Wind caressed his scalp,as he lounged on a tree stump the next morning.Flies already found the withered fox corpse. After months of horrible treatment he felt guilty. He turned,backtracking down the path he had just come up.

Nothing looked familiar,thick windy branches hung lower as he continued down the path. Eventually,he was halted by a hanging wall of healthy branches. Hastily,he forced himself through a gap. Some fancy maneuvering and he got the rest of his body through. Miraculous trees with drunk branches surrounded the area on all sides except in front.

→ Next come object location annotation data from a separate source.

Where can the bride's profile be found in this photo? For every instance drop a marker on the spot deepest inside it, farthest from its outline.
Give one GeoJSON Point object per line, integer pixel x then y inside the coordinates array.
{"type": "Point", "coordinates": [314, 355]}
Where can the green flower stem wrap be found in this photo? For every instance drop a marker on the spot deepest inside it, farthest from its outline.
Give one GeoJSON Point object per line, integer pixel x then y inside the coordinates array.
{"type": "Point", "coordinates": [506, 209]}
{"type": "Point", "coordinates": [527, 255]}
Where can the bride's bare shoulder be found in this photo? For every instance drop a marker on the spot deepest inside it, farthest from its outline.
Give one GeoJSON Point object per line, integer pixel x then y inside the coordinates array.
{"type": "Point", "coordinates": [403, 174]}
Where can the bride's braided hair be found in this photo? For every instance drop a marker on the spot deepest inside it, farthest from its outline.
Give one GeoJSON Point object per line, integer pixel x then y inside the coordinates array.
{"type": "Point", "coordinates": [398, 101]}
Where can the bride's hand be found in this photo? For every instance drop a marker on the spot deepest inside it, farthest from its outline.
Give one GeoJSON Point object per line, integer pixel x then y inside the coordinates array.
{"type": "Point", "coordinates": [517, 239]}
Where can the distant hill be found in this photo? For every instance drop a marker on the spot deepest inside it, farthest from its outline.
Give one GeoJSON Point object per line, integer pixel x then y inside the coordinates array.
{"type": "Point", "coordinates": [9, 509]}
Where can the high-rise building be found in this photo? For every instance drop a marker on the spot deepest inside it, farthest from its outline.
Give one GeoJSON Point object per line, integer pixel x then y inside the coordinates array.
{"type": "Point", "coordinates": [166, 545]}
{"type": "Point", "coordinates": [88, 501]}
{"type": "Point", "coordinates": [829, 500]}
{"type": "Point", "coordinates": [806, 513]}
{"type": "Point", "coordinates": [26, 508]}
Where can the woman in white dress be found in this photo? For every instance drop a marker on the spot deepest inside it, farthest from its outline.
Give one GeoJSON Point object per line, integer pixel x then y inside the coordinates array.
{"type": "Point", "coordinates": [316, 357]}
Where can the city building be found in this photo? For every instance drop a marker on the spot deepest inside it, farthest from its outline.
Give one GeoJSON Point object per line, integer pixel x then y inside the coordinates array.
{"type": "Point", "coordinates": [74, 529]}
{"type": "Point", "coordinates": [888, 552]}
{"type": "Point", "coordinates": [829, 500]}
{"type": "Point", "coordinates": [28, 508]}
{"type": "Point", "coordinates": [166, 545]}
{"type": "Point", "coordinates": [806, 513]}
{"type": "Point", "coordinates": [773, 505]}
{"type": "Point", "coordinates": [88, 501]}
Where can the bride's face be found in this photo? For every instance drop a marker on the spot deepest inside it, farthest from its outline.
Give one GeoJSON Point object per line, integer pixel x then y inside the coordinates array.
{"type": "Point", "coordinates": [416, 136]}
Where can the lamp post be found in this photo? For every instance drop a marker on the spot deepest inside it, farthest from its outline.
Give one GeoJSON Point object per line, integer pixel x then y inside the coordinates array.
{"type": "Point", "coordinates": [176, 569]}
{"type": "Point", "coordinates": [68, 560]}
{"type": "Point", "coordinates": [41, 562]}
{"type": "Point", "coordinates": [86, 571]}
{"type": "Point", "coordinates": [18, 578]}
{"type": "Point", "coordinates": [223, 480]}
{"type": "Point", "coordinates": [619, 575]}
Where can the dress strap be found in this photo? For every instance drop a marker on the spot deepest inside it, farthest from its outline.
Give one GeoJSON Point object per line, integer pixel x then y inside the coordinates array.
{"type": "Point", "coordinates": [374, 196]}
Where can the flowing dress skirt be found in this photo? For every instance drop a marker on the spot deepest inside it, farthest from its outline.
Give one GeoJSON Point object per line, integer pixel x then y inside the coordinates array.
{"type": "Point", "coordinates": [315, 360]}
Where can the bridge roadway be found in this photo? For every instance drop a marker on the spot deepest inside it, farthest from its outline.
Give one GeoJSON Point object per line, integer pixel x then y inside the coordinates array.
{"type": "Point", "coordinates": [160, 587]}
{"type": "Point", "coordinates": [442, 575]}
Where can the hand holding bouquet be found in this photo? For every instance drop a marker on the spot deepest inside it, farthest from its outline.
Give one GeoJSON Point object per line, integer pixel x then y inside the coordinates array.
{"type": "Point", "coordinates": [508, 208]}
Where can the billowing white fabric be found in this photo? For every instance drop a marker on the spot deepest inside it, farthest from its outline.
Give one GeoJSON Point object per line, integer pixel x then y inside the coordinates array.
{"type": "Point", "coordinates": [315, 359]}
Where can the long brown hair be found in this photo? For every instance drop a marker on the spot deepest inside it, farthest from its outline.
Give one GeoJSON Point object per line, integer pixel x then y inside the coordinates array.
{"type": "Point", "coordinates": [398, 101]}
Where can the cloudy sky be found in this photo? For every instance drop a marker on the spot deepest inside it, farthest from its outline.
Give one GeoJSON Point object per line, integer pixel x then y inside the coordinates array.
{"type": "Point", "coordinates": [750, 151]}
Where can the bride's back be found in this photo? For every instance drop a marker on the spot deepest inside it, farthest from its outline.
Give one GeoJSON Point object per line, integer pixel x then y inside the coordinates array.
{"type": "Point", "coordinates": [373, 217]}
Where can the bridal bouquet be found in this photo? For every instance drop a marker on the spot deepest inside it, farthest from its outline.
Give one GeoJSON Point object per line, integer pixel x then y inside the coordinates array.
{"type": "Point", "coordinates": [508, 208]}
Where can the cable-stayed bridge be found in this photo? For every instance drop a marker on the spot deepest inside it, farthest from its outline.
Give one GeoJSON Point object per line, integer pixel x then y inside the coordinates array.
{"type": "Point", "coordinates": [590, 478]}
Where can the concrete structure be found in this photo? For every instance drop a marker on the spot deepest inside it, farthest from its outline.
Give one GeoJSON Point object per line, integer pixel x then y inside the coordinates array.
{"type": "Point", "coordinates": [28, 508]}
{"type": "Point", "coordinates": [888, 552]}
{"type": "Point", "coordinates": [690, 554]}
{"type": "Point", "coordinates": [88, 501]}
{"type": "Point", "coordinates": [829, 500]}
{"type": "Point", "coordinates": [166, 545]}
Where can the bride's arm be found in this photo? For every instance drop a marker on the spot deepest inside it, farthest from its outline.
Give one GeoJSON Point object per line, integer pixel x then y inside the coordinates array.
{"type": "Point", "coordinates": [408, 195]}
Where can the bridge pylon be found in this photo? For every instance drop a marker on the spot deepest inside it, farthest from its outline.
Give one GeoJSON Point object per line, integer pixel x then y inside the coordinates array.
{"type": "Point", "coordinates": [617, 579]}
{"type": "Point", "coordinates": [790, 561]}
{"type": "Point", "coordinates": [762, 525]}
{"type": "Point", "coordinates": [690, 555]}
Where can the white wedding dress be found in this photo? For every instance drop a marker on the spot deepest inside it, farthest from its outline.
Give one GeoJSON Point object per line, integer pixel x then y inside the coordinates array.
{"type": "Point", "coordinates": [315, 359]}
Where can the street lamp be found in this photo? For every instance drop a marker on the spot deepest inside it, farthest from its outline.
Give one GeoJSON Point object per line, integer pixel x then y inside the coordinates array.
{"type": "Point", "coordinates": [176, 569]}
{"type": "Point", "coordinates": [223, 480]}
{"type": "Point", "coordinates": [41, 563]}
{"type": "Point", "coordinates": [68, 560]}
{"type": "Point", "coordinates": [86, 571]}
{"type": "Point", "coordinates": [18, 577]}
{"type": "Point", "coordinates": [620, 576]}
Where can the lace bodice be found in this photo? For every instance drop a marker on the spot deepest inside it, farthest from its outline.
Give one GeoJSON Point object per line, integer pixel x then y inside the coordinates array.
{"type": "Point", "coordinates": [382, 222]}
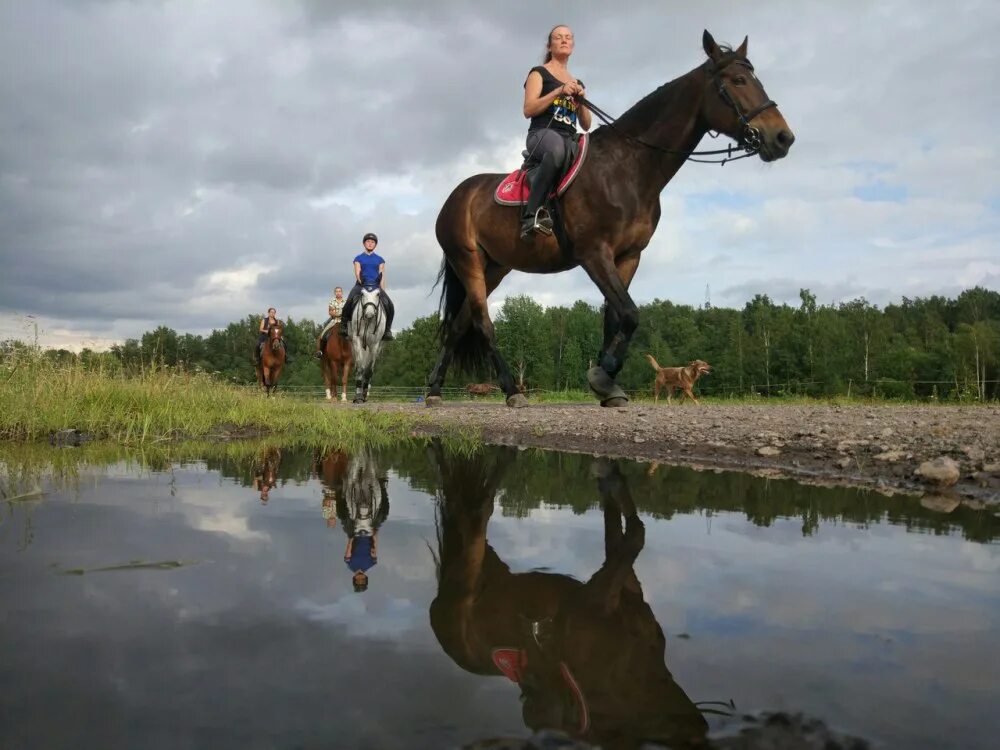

Coloring the entirety of the ground with a calming, purple hue was a field of violets.

He waded through the field of violets delicately towards a stone totem that stood sturdily at the center of the edge of the summit. Wind soared through the tight cracks of space between the violets, making them shimmer in sync as if grooving to the same earthly tune. The apricot sunset blessed the entirety of the summit below with a calming, brightness. There was a hole through the center of the top stone on the totem. He looked through and saw the beautiful symphony of warm and cold colors the sky had to offer. Opposite yet the same, their colors alone are classic but together represent balance. He inhaled deeply,transfixed on the breathtaking view,he felt insignificant.The wind blew softly in his face as if to comfort him, something his sister used to do, as the sun creeped from the sky,light poured through the hole and into his iris. He looked away,when his eyes creaked open, he saw a copy of himself standing before him. His skeletal body sagged heavily under the weight of his confusion. His eyes met his own, he saw exhaustion,emptiness.

His voice, surprised both of his ears,“One risked body and mindfulness for the sake of knowledge. What is it One seeks answered?” 

The Wanderer sat,he was mimicked by the copy. He thought for a moment, gracing the windows to his soul with the serenity of his surroundings. He thought of how he felt when observing the sky, about how his sister felt. His focus returned to himself,glaring confidently he spoke,“I've wrongfully abused someone out of confusion. Our meaningful relationship,interrupted by my own selfish anger. How do I fix the gaping hole I've created?” he pleaded, “Or have I condemned myself to a life of loathing?” His words rang in his ear, liquid sadness blurred the version of himself standing before him.

His copy spoke,“life is a finite string of luck. Those empty periods in between eventually interrupted by the merciless draw of the short stick. The slats to one's open gateway suffice the bars on another's locked prison. To free one from this prison one must sacrifice part of themselves for the greater good of the other. 

The Wanderer felt his psyche sink deeper into loathing, he retorted,“How do I know they will forgive me? I have subjected her to painful assumptions. I should suffer in return!” tears streamed from the pits of his eyes.

“One's guilt makes their mind feeble. One thinks he has wronged someone as a result of being wronged themselves. How is one certain their companion wishes to continue the cycle? Life is but a piling mound of snow;constantly berated by a flurry of outcomes each more intricate and original than the last. There is no absolution in this world other than Oblivion.”

Speechless,The Wanderer sat in silence as he thought about the Mountain's words. He was right,the past few months he had felt more certain than anything yet had been wrong the whole time. Guilt radiated through his body, his sacrifice.Tears shamefully danced down his face once more as he thought of the pain he had inflicted.

The Wanderer moved to the center of the violet field; the spirit was gone but what he said had stayed. He was finally ready to forgive, he hoped she would reciprocate. He got comfortable on the violets and dozed off into the starry night.